Split-free occlusion sorting

Overview
Polygon-aligned binary space partition
Split-free alternative to BSP trees
Conclusion

Overview

Visibility sorting on the CPU is an interesting thing to do in some situations, such as:

When you don’t have a Z buffer. (see my svg3d library)
When you’re rasterizing a scene with complex transparency.
When you are using a Z buffer, but want to use an optimal draw order.

In its initial implementation, my svg3d library sorts polygons according to the Z value of each centroid. This is not at all robust. Here’s an example of a case where it breaks down. The long thin triangles in the avocado should all be rendered before the small triangles in the pit, but this failed to occur in a few places.
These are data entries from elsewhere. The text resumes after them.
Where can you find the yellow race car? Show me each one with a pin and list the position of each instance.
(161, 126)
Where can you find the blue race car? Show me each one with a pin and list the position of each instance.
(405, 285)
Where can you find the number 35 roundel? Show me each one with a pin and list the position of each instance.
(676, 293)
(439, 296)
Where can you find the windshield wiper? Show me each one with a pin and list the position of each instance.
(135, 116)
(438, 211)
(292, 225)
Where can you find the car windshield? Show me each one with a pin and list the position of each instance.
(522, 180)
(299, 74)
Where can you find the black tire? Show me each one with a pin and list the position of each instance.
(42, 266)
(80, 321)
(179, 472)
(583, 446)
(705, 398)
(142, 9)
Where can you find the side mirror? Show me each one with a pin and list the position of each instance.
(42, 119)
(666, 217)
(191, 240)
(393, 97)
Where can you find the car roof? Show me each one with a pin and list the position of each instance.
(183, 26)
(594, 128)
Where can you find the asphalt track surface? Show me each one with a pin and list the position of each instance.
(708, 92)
Of course, in some situations, no valid ordering exists:

Sometimes this is called an occlusion cycle, which refers to the occlusion state being represented as a directed graph whose topology changes as the camera moves around. Each node in the graph is a polygon, and if A→B then A obscures B. You can also annotate edges with a flag that denotes complete occlusion, which is useful for occlusion culling, which is outside the scope of this article.
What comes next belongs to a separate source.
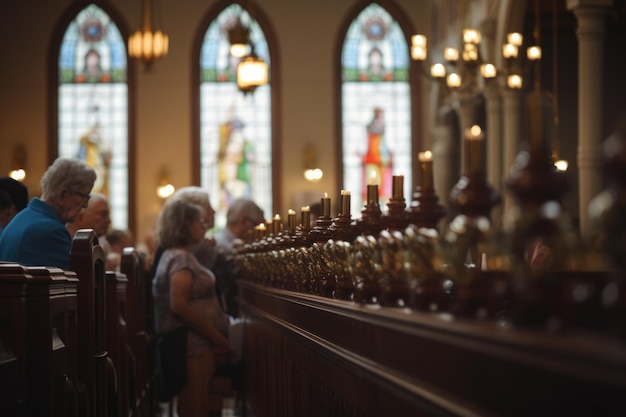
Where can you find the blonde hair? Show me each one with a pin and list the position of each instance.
(174, 221)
Note that scenes can have occlusion cycles when any two polygons intersect each other at an angle. This is perhaps more common than what’s depicted in the above figure. Another thing to notice is that occlusion is neither commutative nor transitive, although complete occlusion is transitive.
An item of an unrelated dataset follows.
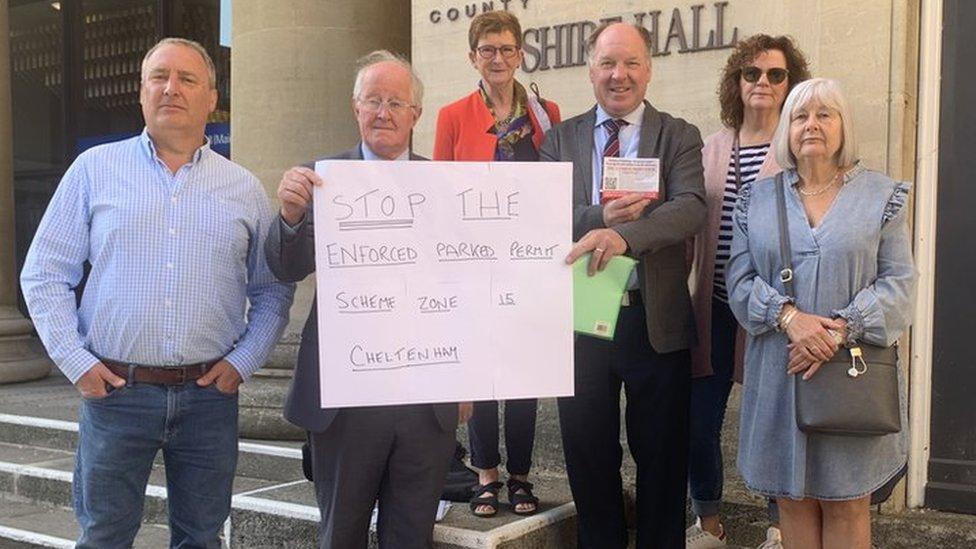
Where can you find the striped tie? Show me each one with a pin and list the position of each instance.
(613, 133)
The above figure (and intersecting polygons) are possible to render with the painter’s algorithm only by first splitting up polygons, thus breaking the occlusion cycles. It turns out that splitting polygons is useful for another reason: BSP trees.

Polygon-aligned binary space partition

The most well-established way of finding a visibility ordering is to build a polygon-aligned BSP. That’s exactly what games like Doom did before the era of Z buffering.

Polygon-aligned BSP trees are great for the visibility problem: you build the tree only once, and as the camera moves you simply change the traversal. To walk the tree, start at the root plane and do the following:

Determine the side of the dividing plane that the camera is in.
Recurse on the opposite side of the camera.
Emit the polygon(s) in the current node.
Recurse on the camera side.

The above traversal will emit a perfect back-to-front ordering.

Some of the polygons in the scene are chosen to be dividing planes (which can be done at random in an initial implementation). Note that a single BSP node might contain a group of polygons if they happen to be coplanar. For example, your scene might have a tessellated floor mesh. Since the floor polygons are coplanar, they might all belong to a single BSP node. Every polygon in the scene has one of the following relationships to a particular dividing plane:

Completely in the plane.
On the positive side of the plane.
On the negative side of the plane.
Crossing the plane.

If a polygon crosses the plane, then your BSP builder must execute a Solomonic Judgment by splitting the polygon in twain, and each half must be rendered separately. Even when the scene has no occlusion cycles, you still need to draw the two halves of split polygons separately, otherwise the scene will look incorrect. (This was not obvious to me at first.)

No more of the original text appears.